Gov OK's Two Step Plan for Statewide Hunt
Published June 19, 2004. By Chris
Christoff. Detroit Free Press.
Gov. Jennifer Granholm opened the door Friday to mourning dove hunting in Michigan, delighting hunters and infuriating bird-lovers and animal advocates who said she betrayed them.
Granholm signed a bill to lift a 99-year state ban on dove hunting and allow the Natural Resources Commission to set a dove season (to start) in six counties that border Indiana and Ohio.
After three years, the NRC is to decide whether to expand dove hunting, which is allowed in 40 other states. Friday's action is the culmination of at least 20 years of sporadic and often emotional debate over legalizing dove hunting.
NRC Chairman Keith Charters said the NRC will take public comment for 60 days before voting on a dove hunt plan Sept. 10. That's enough time to have a shortened inaugural dove season beginning in mid-September, the usual time for dove hunting, when the birds gather to begin their migration flights, he said.
Charters said dove hunting would be strictly prohibited within 450 feet of any occupied building to alleviate concerns "that people will shoot doves out of bird feeders."

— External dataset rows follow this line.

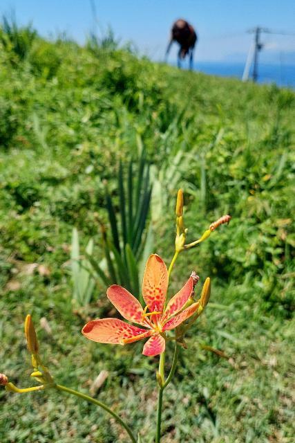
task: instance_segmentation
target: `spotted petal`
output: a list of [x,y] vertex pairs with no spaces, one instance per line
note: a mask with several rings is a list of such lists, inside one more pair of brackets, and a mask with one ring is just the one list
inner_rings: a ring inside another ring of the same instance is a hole
[[183,288],[169,300],[162,318],[164,322],[183,308],[191,296],[193,289],[193,280],[190,277]]
[[163,331],[169,331],[169,329],[173,329],[183,321],[189,318],[191,316],[193,315],[196,312],[196,311],[199,307],[200,303],[197,302],[196,303],[193,303],[191,306],[187,307],[186,309],[178,314],[175,317],[173,317],[171,320],[169,320],[167,323],[163,327]]
[[132,341],[137,341],[150,335],[151,331],[129,325],[118,318],[102,318],[88,322],[82,329],[82,334],[99,343],[124,345],[124,340],[132,338]]
[[122,288],[113,284],[106,291],[108,300],[126,320],[142,324],[143,309],[138,300]]
[[159,255],[152,254],[146,262],[142,282],[142,296],[151,312],[163,310],[167,287],[166,264]]
[[162,354],[165,350],[165,340],[160,334],[152,335],[144,346],[142,354],[153,356]]

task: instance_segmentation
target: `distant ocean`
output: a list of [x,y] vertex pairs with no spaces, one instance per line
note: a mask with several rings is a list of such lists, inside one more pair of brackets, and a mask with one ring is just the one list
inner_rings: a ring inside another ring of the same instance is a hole
[[[183,63],[183,66],[187,67],[187,63]],[[244,67],[244,63],[198,62],[198,61],[194,65],[196,71],[200,71],[206,74],[221,77],[236,77],[240,79],[242,79]],[[295,89],[295,64],[260,64],[258,82],[258,83],[276,83],[279,87]]]

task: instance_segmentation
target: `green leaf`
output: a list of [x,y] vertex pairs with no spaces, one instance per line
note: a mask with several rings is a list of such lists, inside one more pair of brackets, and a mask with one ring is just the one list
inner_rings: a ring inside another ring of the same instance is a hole
[[100,267],[97,262],[95,260],[95,259],[93,257],[91,257],[88,255],[86,255],[86,257],[90,264],[91,264],[92,267],[93,268],[93,271],[96,273],[96,274],[98,275],[100,280],[103,282],[103,283],[104,283],[104,284],[106,287],[110,286],[110,284],[111,284],[111,280],[108,278],[106,274],[102,269],[102,268]]
[[112,203],[112,199],[108,191],[106,188],[106,209],[108,210],[108,219],[110,221],[111,228],[112,230],[113,242],[116,248],[117,251],[120,252],[120,241],[118,229],[117,226],[116,216],[115,214],[114,207]]
[[122,168],[121,161],[120,162],[120,165],[119,165],[118,185],[119,185],[120,212],[121,214],[121,224],[122,224],[122,232],[123,235],[123,243],[124,244],[126,244],[126,243],[127,242],[127,231],[126,231],[126,212],[125,212],[125,192],[124,190],[123,168]]
[[128,269],[121,255],[111,242],[108,242],[108,246],[114,255],[114,262],[116,264],[117,268],[117,275],[120,278],[120,281],[117,282],[126,287],[129,286],[129,281],[128,278]]
[[133,255],[130,245],[127,243],[125,246],[126,259],[128,265],[128,271],[132,287],[132,292],[135,297],[140,296],[140,285],[138,282],[138,269],[135,257]]
[[131,160],[128,170],[128,242],[130,244],[133,233],[133,173]]
[[103,240],[103,244],[104,244],[104,255],[106,259],[108,273],[110,274],[110,277],[112,280],[112,284],[117,283],[118,280],[117,278],[116,271],[115,270],[114,265],[113,264],[113,260],[112,260],[112,257],[111,257],[108,246],[107,245],[106,242],[105,242],[104,240]]
[[73,296],[77,300],[79,300],[79,275],[80,270],[79,265],[80,249],[79,245],[79,233],[76,228],[73,228],[72,233],[72,248],[70,251],[70,265],[72,269],[72,278],[73,282]]

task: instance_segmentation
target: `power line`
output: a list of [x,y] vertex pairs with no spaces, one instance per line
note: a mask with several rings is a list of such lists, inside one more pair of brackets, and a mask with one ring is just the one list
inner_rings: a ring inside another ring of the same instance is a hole
[[250,67],[253,64],[252,79],[254,82],[256,82],[258,77],[258,55],[260,51],[263,48],[264,44],[260,40],[261,34],[275,34],[276,35],[295,35],[295,33],[285,33],[284,31],[272,30],[268,28],[262,28],[256,26],[248,30],[248,33],[254,34],[254,42],[251,44],[249,50],[248,56],[247,57],[246,64],[245,65],[244,73],[242,80],[245,82],[249,80]]

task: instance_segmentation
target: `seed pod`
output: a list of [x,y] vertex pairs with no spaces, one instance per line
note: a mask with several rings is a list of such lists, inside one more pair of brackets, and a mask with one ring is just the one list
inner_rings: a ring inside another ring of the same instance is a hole
[[0,386],[5,386],[8,383],[8,377],[5,374],[0,374]]
[[180,189],[177,195],[175,213],[178,217],[181,217],[183,213],[183,192]]
[[231,219],[231,217],[230,215],[222,215],[222,217],[220,217],[216,222],[211,223],[209,228],[210,230],[215,230],[220,224],[225,224],[225,223],[227,223],[228,224]]
[[31,354],[38,354],[39,344],[37,339],[36,331],[35,330],[34,324],[32,317],[28,314],[25,320],[25,334],[28,343],[28,347]]

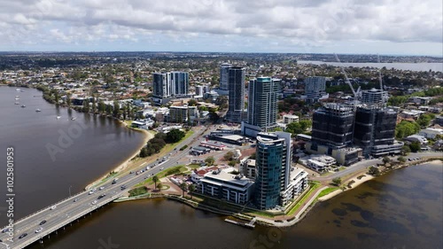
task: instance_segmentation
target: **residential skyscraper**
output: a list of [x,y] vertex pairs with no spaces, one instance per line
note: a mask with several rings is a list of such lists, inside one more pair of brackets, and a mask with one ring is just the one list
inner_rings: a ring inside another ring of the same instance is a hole
[[291,159],[291,133],[257,135],[254,201],[259,209],[283,203],[281,195],[290,183]]
[[171,88],[173,96],[183,96],[189,93],[190,80],[186,72],[171,72]]
[[280,81],[270,77],[251,80],[248,85],[247,123],[267,131],[276,126]]
[[226,119],[239,123],[245,118],[245,68],[230,67],[228,75],[229,109]]
[[158,97],[167,97],[171,96],[171,74],[168,73],[154,73],[152,95]]
[[189,74],[186,72],[154,73],[152,76],[154,97],[163,98],[189,93]]
[[228,78],[230,67],[232,67],[232,64],[229,63],[220,65],[220,89],[227,90],[229,89]]

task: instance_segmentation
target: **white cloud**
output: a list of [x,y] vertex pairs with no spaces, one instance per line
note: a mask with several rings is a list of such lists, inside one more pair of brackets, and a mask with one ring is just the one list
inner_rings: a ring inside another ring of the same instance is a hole
[[440,0],[0,0],[0,26],[6,40],[19,45],[29,39],[78,44],[159,39],[152,35],[175,35],[180,43],[203,35],[214,41],[271,37],[278,40],[273,47],[358,40],[441,43],[442,8]]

Hunters say doves are sporty, tasty game birds, while opponents view them as docile, cooing backyard visitors that symbolize peace.

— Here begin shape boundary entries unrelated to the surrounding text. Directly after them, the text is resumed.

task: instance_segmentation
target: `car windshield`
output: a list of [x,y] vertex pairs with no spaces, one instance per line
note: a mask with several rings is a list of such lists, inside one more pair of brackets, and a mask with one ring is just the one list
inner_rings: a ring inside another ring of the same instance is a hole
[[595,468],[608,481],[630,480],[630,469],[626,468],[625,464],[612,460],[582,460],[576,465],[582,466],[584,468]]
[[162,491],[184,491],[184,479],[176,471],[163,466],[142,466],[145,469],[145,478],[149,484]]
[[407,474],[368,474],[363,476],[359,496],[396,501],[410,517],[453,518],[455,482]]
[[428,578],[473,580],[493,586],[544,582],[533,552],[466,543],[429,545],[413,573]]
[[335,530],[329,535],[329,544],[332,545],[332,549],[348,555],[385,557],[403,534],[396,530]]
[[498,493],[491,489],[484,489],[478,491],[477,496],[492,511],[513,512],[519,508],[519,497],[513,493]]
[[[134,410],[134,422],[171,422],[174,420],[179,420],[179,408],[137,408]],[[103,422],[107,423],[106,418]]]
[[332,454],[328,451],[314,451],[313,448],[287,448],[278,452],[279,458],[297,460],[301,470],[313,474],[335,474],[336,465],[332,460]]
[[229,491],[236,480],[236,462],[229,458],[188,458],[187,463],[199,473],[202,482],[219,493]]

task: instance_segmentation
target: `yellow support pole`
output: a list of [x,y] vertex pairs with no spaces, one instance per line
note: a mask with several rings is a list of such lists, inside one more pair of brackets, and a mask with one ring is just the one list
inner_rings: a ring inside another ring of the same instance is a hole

In 2001, a dove hunting bill failed by one vote in the Senate.
Granholm had negotiated a compromise, limited dove hunt proposal with Sam Washington, president of the Michigan United Conservation Clubs, who told her dove hunting would not deplete a bird that hunting advocates claim numbers 400 million in the U.S.
A pleased Washington said Granholm "did the right thing for sportsmen," and said he suspects that Lt. Gov. John Cherry, an avid hunter, lobbied Granholm to sign the bill.

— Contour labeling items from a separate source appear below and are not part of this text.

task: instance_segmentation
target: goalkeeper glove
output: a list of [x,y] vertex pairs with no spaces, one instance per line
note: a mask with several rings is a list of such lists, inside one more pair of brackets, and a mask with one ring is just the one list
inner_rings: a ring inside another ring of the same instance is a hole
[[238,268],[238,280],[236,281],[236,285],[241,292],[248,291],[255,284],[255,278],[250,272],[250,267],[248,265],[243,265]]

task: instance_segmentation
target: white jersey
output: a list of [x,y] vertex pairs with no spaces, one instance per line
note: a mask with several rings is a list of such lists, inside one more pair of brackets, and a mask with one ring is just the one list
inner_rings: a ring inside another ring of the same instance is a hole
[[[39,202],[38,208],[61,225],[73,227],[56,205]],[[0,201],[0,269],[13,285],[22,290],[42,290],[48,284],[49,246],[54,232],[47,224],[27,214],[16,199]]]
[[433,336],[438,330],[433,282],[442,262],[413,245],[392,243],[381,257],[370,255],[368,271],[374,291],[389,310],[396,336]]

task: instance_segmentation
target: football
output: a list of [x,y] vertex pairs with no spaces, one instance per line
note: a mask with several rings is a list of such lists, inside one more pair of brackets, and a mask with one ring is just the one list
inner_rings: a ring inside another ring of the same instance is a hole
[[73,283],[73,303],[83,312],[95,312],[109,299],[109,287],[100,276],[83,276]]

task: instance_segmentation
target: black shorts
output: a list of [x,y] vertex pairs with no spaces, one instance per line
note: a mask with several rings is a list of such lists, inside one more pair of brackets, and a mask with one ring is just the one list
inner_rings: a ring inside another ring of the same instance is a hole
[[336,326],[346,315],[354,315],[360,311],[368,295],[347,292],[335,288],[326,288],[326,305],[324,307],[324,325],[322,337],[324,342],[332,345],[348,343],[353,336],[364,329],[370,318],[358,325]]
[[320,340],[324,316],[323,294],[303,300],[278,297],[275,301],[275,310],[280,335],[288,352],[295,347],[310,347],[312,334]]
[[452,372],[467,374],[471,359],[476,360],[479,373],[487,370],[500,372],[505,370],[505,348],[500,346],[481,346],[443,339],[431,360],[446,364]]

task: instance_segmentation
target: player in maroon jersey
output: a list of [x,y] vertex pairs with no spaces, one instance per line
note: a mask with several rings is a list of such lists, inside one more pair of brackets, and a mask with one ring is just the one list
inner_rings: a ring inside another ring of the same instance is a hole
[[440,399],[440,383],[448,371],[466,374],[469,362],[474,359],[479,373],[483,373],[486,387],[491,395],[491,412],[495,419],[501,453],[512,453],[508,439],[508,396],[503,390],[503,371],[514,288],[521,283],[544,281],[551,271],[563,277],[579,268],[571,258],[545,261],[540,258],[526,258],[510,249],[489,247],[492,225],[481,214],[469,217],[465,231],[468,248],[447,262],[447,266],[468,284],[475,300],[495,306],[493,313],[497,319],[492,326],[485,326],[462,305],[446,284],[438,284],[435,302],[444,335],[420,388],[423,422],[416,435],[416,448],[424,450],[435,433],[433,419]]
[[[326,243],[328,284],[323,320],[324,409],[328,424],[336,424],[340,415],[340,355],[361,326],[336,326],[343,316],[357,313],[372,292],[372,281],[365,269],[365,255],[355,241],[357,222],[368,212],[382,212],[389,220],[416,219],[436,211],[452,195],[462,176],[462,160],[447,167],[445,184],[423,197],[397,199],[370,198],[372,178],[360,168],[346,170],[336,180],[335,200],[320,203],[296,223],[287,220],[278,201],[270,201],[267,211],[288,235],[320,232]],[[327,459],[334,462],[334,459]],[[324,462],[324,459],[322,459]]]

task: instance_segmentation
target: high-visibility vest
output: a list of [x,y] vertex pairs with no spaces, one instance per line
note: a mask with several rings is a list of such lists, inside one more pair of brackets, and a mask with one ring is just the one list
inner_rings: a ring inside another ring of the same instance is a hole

Also pleased was the bill's main sponsor, Rep. Susan Tabor, R-Delta Township.
"I would have liked to see a statewide hunting season as soon as possible, but this is a good start," Tabor said in a release.
Not so pleased were animal protection advocates who said Granholm reneged on her promise to veto dove hunting in Michigan.
She made the pledge during her 2002 gubernatorial campaign in response to a questionnaire from the Humane Society of the United States. Friday, society President Wayne Pacelle said he was "disgusted" that Granholm didn't honor an unambiguous pledge.
Pacelle said the NRC is dominated by hunting advocates who assuredly would expand dove hunting after three years.
"This is simply a two-step process for statewide dove hunting," he said. "Literally millions of birds will suffer and die as a consequence of her signing this bill."
Eileen Liska, spokeswoman for the Michigan Humane Society, said Granholm will lose support from many of her constituents who oppose dove hunting.
"People who donated to her campaign said they may end up voting for her but they certainly won't give her donations," Liska said. "Politically, she made the wrong decision. She alienated her core supporters to appease a voting faction that didn't vote for her and probably never would."
Liz Boyd, spokeswoman for Granholm, said Granholm did not betray her supporters by signing the bill. She said dove hunting would still be prohibited in 90 percent of the state, at least for three years.
"Had the governor been asked in 2002 if she would sign a bill so there would be a 90-percent ban on dove hunting in Michigan, the governor more than likely would have said yes," Boyd said. "This is a conservative, reasonable approach to a long-standing, long-debated issue in Michigan."